Santiago Paternain (University of Pennsylvania)

Title
A Second Order Method for Nonconvex Optimization

Abstract
Machine learning problems such as neural network training, tensor decomposition, and matrix factorization, require local minimization of a nonconvex function. This local minimization is challenged by the presence of saddle points, of which there can be many and from which descent methods may take inordinately large number of iterations to escape. In this talk we present a second-order method that modifies the update of Newton’s method by replacing the negative eigenvalues of the Hessian by their absolute values and uses a truncated version of the resulting matrix to account for the objective’s curvature. The method is shown to escape saddles in at most $1 + \log_{3/2} (\delta/2\varepsilon)$ iterations where $\varepsilon$ is the target optimality and $\delta$ characterizes a point sufficiently far away from the saddle. The base of this exponential escape is $3/2$ independently of problem constants. Adding classical properties of Newton’s method, the paper proves convergence to a local minimum with probability $1-p$ in $O\left(\log(1/p)) + O(\log(1/\varepsilon)\right)$ iterations.

Bio
Santiago Paternain is a Ph.D. student in the Department of Electrical and Systems Engineering at the University of Pennsylvania working with Prof. Alejandro Ribeiro. His research interests include optimization and control of dynamical systems.

Arpit Agarwal (University of Pennsylvania)

Title
Learning with Limited Rounds of Adaptivity: Coin Tossing, Multi-Armed Bandits, and Ranking from Pairwise Comparisons

Abstract
In many learning settings, active/adaptive querying is possible, but the number of rounds of adaptivity is limited. We study the relationship between query complexity and adaptivity in identifying the k-most biased coins among a set of n coins with unknown biases. This problem is a common abstraction of many well-studied problems, including the problem of identifying the k-best arms in a stochastic multi-armed bandit, and the problem of top-k ranking from pairwise comparisons.

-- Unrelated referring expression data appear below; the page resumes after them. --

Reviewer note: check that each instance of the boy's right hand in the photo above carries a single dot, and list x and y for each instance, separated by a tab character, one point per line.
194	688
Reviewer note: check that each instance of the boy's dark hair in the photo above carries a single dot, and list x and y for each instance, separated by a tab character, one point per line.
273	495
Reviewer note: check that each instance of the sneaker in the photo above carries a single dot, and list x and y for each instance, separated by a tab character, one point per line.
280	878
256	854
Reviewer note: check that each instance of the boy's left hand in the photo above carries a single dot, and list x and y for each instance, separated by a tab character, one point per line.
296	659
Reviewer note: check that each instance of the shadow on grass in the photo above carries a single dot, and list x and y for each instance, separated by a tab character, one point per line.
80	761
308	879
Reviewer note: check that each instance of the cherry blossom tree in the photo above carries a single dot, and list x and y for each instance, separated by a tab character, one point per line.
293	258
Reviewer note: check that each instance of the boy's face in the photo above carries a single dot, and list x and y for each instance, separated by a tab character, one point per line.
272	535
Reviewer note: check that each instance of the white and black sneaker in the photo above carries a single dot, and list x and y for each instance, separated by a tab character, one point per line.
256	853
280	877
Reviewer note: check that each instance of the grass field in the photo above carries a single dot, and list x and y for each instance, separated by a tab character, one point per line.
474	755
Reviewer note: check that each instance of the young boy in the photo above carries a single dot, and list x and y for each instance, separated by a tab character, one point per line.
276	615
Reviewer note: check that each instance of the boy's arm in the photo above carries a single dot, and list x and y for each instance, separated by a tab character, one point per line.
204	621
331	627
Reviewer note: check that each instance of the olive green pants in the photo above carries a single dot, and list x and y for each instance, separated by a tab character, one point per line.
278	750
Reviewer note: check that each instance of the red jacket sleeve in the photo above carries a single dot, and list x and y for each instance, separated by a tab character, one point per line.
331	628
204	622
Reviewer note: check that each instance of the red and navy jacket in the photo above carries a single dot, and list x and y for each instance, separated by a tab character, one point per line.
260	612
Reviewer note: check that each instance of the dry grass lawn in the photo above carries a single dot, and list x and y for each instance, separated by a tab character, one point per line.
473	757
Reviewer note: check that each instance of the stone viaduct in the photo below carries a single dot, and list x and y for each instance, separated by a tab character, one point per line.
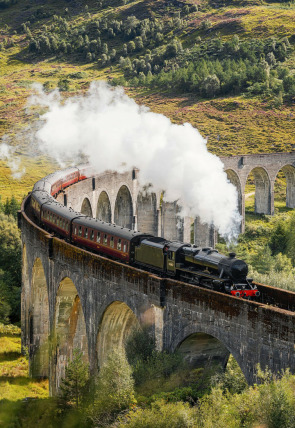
72	298
118	198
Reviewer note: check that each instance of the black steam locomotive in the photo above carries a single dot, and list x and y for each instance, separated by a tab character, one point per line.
204	267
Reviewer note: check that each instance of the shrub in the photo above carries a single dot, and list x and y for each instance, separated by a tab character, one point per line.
114	390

An r-round adaptive algorithm for the k most biased coins problem specifies in each round the set of coin tosses to be performed based on the observed outcomes in earlier rounds, and outputs the set of k-most biased coins at the end of r rounds. When r = 1, the algorithm is known as non-adaptive; when r is unbounded, the algorithm is known as fully adaptive. While the power of adaptivity in reducing query complexity is well known, full adaptivity requires repeated interaction with the coin tossing (feedback generation) mechanism, and is highly sequential, since the set of coins to be tossed in each round can only be determined after we have observed the outcomes of the coin tosses from the previous round. In contrast, algorithms with only few rounds of adaptivity require fewer rounds of interaction with the feedback generation mechanism, and offer the benefits of parallelism in algorithmic decision-making. Motivated by these considerations, we consider the question of how much adaptivity is needed to realize the optimal worst case query complexity for identifying the k most biased coins. Given any positive integer r, we derive essentially matching upper and lower bounds on the query complexity of r-round algorithms. We then show that Θ(log* n) rounds are both necessary and sufficient for achieving the optimal worst case query complexity for identifying the k-most biased coins. In particular, our algorithm achieves the optimal query complexity in at most log* n rounds, which implies that on any realistic input, 5 parallel rounds of exploration suffice to achieve the optimal worst-case sample complexity. The best known algorithm prior to our work required Θ(log n) rounds to achieve the optimal worst case query complexity even for the special case of k = 1.

Bio
Arpit Agarwal is a Ph.D. student in the Department of Computer & Information Science at University of Pennsylvania working with Prof. Shivani Agarwal. His research interests span the areas of machine learning, learning theory and information elicitation, with a focus on problems at the interface of ranking and crowdsourcing.